Adding Search to My Static Blog Using AWS Lambda and SQLite
2021 July 09

I always wanted to have search on my site, but it’s statically hosted, so I can’t have any dynamic content on it. I recently resolved that by creating a little tiny lambda function on AWS that queries a SQLite database hosted on S3. Here I’ll walk you through how I created the back-end for it, and in some later posts I’ll include details on calculating the cost.

The first step is to build the SQLite database using the FTS3 extension. In order to do that I created a simple ruby plugin for jekyll that looped through all the posts and inserted them into an FTS table into a private location that would not be deployed to the site. The FTS table looks something like so:

CREATE VIRTUAL TABLE posts USING 
    fts3(content, url, title, author, tokenize=porter);

We are using FTS3 instead of FTS4, because that’s what’s compiled and enabled on the AWS Lambda container image, and it doesn’t feel like it’s particularly wise to create and maintain an entire image for something that I don’t reall want to think about. You can check if FTS4 is available with PRAGMA compile_options. Also note that the porter tokeniser is used because it provides much better stemming and matching.

So the next step is to actually determine our search infrastructure which is something like so:

API Gateway <-> Lambda Handler <-> S3 Bucket

The API gateway enables a domain and a series of routes which can be used to invoke the lambda function. The S3 bucket is where we upload the SQLite database, and where the lambda function pulls it down from. This setup work is cached by the lambda function since the same task might be invoked multiple times and we don’t have to pay those start up costs every single time the function is called. The next step is to define some cloudformation so that it can be quickly deployed without messing with a GUI. Remember that infrastructure as code is the way of the future. You’ll note that I use JSON over YAML for my cloudformation. I just find that JSON has a stronger formatting requirement and is less ambigious than YAML.

{
    "AWSTemplateFormatVersion": "2010-09-09",
    "Transform": "AWS::Serverless-2016-10-31",
    "Resources": {
        "SearchFunction": {
            "Type": "AWS::Serverless::Function",
            "Properties": {
                "CodeUri": "./search.py",
                "Runtime": "python3.8",
                "Handler": "search.lambda_handler",
                "Environment": {
                    "Variables": {
                        "SearchDatabaseBucket": { "Ref": "SearchDatabaseBucket" }
                    }
                },
                "Policies": [
                    "AmazonS3ReadOnlyAccess"
                ],
                "Timeout": 3,
                "MemorySize": 1024,
                "Events": {
                    "PerformSearch": {
                        "Type": "HttpApi",
                        "Properties": {
                            "Path": "/search",
                            "Method": "get",
                            "ApiId": {"Ref": "HttpApi"}
                        }
                    }
                }
            }
        },
        "HttpApi": {
            "Type": "AWS::Serverless::HttpApi",
            "Properties": {
                "CorsConfiguration": {
                    "AllowOrigins": [
                        "http://localhost:4000",
                        "https://www.henryschmale.org"
                    ]
                }
            }
        },
        "SearchDatabaseBucket": {
            "Description": "The bucket to store the actual generated test artifacts.",
            "Type": "AWS::S3::Bucket",
            "Properties": {
                "VersioningConfiguration": {
                    "Status": "Enabled"
                }
            }
        }
    }
}

This basically defines our routes and tells cloudformation where to get everything that needs to be setup. You’ll take note of the CorsConfiguration defintion, it says what other origins are allowed to call this API, and actually get the results. You’ll see it contains my website, and where I test it at.
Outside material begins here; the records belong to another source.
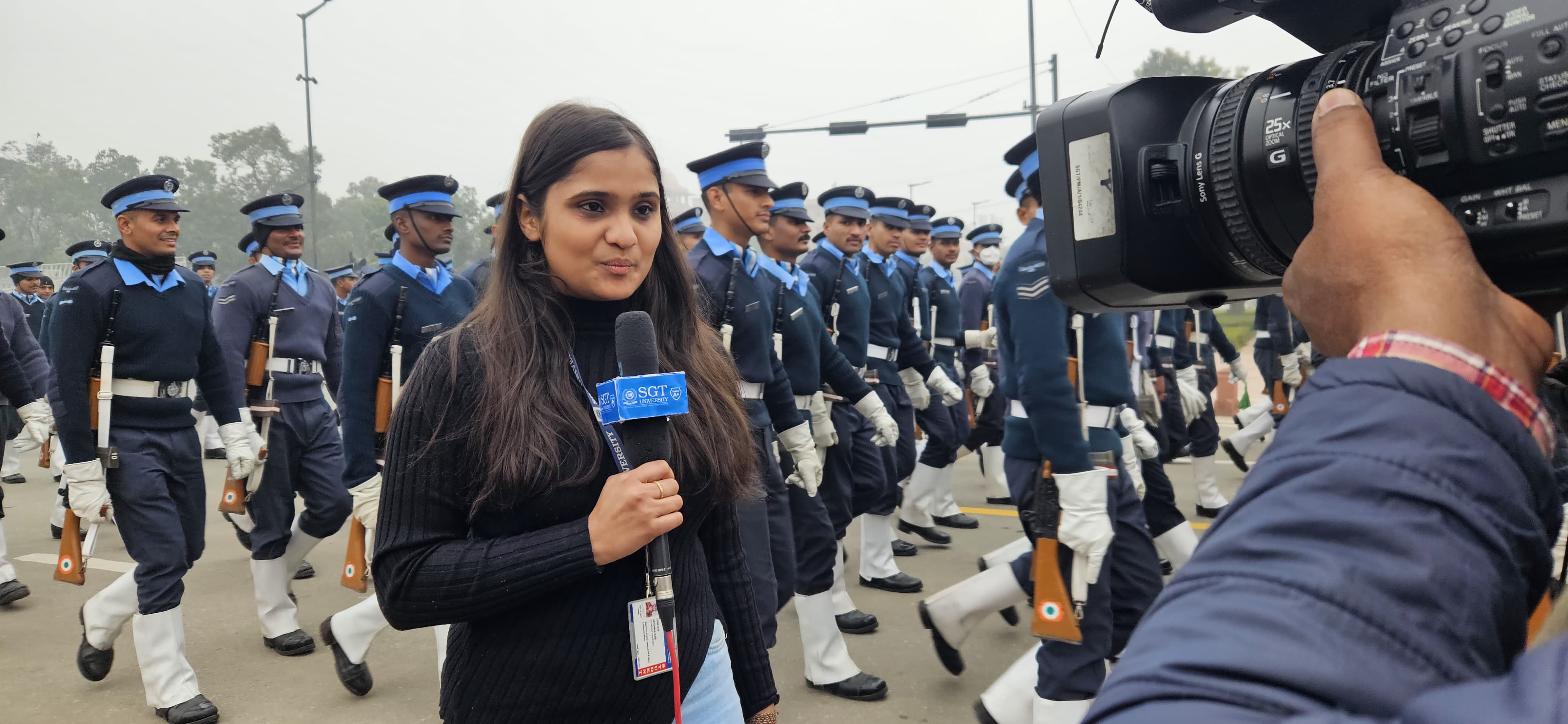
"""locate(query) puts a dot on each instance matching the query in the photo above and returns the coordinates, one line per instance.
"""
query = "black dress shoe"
(93, 664)
(959, 521)
(354, 676)
(296, 643)
(1236, 457)
(857, 621)
(194, 711)
(899, 584)
(931, 535)
(862, 687)
(951, 659)
(13, 590)
(244, 537)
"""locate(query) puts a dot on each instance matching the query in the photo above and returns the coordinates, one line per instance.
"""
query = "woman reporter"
(503, 510)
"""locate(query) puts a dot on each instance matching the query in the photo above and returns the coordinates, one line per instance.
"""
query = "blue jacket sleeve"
(366, 331)
(1370, 570)
(234, 319)
(1034, 322)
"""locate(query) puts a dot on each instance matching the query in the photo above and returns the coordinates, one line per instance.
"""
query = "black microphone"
(647, 441)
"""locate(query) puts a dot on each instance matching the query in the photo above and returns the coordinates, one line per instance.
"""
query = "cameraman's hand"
(1385, 255)
(634, 509)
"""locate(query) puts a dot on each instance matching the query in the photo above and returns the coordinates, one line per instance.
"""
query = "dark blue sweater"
(159, 336)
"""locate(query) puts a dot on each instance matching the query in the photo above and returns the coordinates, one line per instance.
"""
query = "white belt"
(1095, 416)
(296, 366)
(877, 352)
(150, 389)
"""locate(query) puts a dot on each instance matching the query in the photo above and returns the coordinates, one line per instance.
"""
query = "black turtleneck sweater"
(540, 634)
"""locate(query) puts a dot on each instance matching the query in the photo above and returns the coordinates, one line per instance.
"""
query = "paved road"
(40, 635)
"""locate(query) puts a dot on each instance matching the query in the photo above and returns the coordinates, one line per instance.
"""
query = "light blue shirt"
(719, 245)
(161, 283)
(296, 272)
(434, 280)
(887, 264)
So let’s move on to the actual code within the lambda function. I’m using a python runtime because it’s what I know, the standard library is huge, and boto3 is already availabe in lambda. I’m not going to go too deep in the code, but here’s a pseudo outline:

download_database()

SQL = """
SELECT 
    title
    , url
    , snippet(posts) as snippet
    , round(rank(matchinfo(posts, 'pcx')) * 10, 2) as score
FROM posts
WHERE posts MATCH ?
ORDER BY score ASC
LIMIT 10
"""

def query_database(query):
    with sqlite3.connect("search.db") as db:
        # do database bookkeeping register some custom functions
        return db.execute(SQL, [query])

def lambda_handler(event, context):
    query = event['queryStringParameters']['q']
    items = query_database(query)

    return {
        "body": items
    }    

Basically the lambda runtime invokes the lambda_handler, as requests come in and goes to sleep if there’s nothing to process. Anything outside of the handler gets executed exactly once if it’s at the top level. So at the beginning the SQLite database is downloaded from S3, and it’s potentially kept open for multiple requests. A SQL query is executed using the various FTS functions. For a better introduction on that I recommend this blog post by Charles Leifer.
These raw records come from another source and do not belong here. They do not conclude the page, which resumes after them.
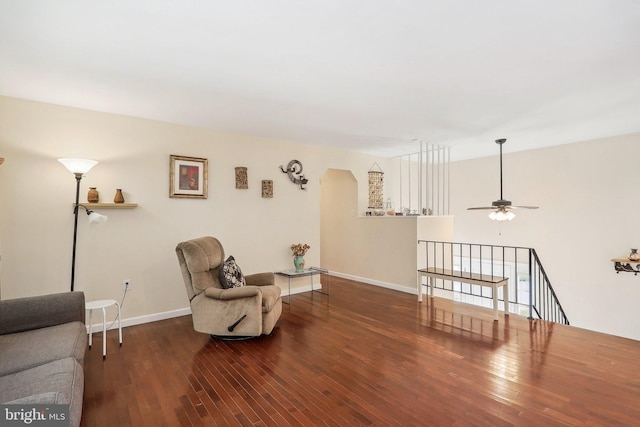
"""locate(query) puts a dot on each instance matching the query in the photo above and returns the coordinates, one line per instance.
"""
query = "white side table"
(103, 304)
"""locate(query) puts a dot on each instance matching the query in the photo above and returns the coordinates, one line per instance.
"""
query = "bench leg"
(431, 284)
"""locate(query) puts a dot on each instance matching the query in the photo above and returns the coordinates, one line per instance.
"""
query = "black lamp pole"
(75, 229)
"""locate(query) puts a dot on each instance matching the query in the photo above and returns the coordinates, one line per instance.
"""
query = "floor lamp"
(79, 167)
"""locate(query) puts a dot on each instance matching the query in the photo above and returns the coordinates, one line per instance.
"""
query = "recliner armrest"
(260, 279)
(232, 293)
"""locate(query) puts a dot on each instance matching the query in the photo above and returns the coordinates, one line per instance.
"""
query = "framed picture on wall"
(188, 177)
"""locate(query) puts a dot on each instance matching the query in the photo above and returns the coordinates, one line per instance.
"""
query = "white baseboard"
(139, 320)
(154, 317)
(374, 282)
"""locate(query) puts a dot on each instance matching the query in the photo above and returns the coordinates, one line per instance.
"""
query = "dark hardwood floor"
(366, 356)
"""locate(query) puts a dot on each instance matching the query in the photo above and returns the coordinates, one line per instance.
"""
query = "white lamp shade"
(78, 165)
(96, 218)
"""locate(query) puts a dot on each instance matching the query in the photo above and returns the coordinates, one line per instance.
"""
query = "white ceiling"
(366, 75)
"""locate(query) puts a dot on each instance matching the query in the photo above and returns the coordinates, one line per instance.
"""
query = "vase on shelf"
(119, 197)
(298, 261)
(92, 195)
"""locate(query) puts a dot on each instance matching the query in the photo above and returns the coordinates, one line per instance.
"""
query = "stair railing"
(530, 290)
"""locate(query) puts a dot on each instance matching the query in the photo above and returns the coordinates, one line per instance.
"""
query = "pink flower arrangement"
(300, 249)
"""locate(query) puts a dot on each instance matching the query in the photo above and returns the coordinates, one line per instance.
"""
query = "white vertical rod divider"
(449, 181)
(420, 181)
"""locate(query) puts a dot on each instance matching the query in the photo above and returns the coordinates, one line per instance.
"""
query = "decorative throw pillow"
(230, 275)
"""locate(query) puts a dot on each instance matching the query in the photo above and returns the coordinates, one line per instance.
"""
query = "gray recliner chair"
(240, 312)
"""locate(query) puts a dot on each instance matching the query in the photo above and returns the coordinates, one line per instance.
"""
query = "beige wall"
(377, 250)
(37, 192)
(589, 210)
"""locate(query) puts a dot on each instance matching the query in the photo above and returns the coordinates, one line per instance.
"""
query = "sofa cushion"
(230, 274)
(61, 381)
(27, 349)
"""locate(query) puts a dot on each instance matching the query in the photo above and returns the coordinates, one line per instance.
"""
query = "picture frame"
(188, 177)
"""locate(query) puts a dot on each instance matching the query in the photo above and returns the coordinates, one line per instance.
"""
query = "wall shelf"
(109, 205)
(625, 264)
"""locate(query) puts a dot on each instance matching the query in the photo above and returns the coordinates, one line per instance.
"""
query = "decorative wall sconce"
(294, 171)
(630, 264)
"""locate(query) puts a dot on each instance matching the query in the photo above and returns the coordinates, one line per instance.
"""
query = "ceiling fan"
(501, 208)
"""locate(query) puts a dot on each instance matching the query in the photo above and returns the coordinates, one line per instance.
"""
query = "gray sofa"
(42, 345)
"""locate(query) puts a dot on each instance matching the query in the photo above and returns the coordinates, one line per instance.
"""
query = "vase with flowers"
(299, 250)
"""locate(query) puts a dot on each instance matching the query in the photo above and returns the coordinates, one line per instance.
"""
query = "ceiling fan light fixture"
(501, 208)
(502, 215)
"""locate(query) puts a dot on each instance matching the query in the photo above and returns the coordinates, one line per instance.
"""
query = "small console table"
(312, 271)
(624, 264)
(103, 304)
(488, 280)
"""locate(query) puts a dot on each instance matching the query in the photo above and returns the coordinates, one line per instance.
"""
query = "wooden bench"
(491, 281)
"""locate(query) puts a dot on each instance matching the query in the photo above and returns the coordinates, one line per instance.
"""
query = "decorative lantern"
(376, 181)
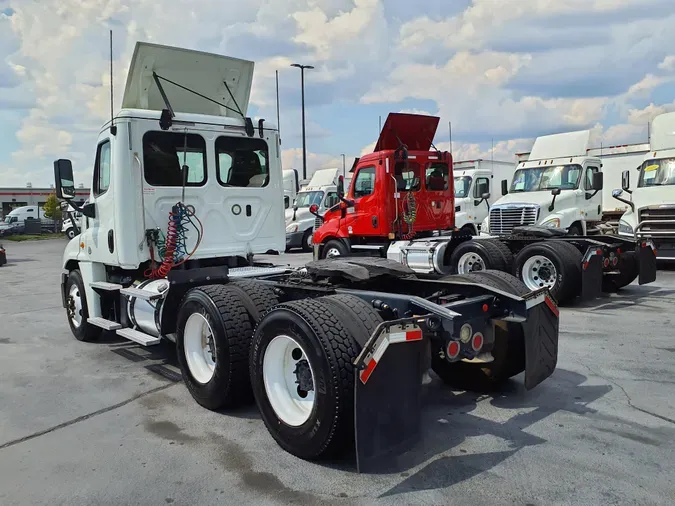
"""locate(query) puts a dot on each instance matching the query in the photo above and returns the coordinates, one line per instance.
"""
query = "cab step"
(139, 337)
(139, 293)
(104, 324)
(104, 285)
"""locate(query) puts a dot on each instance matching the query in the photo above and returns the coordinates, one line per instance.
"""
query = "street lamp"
(302, 86)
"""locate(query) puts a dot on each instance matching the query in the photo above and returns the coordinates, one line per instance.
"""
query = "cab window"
(407, 178)
(165, 153)
(364, 183)
(482, 186)
(437, 177)
(102, 169)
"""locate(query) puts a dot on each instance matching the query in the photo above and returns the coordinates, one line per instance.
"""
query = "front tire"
(213, 340)
(77, 309)
(319, 368)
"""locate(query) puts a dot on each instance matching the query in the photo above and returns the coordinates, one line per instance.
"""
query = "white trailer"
(473, 179)
(186, 190)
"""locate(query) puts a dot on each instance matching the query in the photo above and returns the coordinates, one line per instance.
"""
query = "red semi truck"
(401, 206)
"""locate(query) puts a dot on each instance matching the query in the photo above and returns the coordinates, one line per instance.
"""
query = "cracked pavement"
(111, 423)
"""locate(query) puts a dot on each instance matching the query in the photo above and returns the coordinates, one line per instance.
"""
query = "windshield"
(657, 173)
(306, 199)
(565, 177)
(462, 186)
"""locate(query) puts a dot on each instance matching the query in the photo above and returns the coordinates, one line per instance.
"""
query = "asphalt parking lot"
(111, 422)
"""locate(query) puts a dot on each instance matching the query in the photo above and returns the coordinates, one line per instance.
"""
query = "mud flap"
(647, 262)
(541, 342)
(387, 397)
(591, 275)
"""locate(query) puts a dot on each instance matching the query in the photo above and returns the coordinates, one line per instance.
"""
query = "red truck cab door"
(364, 218)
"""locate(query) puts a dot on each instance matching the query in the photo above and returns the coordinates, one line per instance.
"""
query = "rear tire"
(329, 350)
(533, 266)
(220, 307)
(476, 255)
(508, 350)
(78, 310)
(629, 269)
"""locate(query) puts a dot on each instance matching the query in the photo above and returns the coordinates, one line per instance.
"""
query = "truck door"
(481, 186)
(593, 207)
(99, 236)
(365, 218)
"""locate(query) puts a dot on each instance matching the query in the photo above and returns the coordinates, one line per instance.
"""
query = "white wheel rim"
(200, 348)
(75, 309)
(470, 262)
(539, 272)
(283, 356)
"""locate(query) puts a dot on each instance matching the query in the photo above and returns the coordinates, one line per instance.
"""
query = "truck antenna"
(113, 128)
(278, 120)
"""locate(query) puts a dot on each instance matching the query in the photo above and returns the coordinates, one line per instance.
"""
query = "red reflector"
(453, 349)
(477, 342)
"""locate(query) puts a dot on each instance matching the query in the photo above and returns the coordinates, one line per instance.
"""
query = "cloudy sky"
(506, 70)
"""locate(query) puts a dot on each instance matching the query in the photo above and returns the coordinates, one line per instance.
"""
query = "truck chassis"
(338, 325)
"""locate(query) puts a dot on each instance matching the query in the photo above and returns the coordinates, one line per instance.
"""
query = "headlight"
(625, 228)
(552, 223)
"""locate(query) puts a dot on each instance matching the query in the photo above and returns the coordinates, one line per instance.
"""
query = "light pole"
(302, 87)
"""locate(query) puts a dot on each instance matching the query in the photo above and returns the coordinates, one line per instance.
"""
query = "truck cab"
(474, 179)
(651, 212)
(400, 191)
(320, 191)
(559, 187)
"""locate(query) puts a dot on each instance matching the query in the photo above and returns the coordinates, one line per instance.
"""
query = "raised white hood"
(204, 73)
(568, 144)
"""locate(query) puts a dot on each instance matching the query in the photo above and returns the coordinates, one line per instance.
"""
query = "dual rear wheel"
(296, 364)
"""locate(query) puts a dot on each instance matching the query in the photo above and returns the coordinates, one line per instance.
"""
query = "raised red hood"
(414, 130)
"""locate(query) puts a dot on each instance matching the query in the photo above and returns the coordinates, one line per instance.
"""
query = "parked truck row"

Finally, a simple search page is built using jekyll, that uses fetch to make a request and render the results to the page. Feel free to check it out at the Search Page, and the source is directly embedded into the page.


UPDATE 2021/07/10 TIL that a database can be packaged up with lambda saving a call to s3, making this search even cheaper to run. Now if this were for a multisite deployment I would probably keep s3 in there and have a database for each site, but I don’t. Just replace the CodeUri in the cloudformation with a path to a zip file containing your code and the database. It would matter more if I had more long form content, but I don’t and the size limit for lambda is very generous (50MB zipped). This is also faster, because there’s fewer network requests made.

*****
Written by Henry J Schmale on 2021 July 09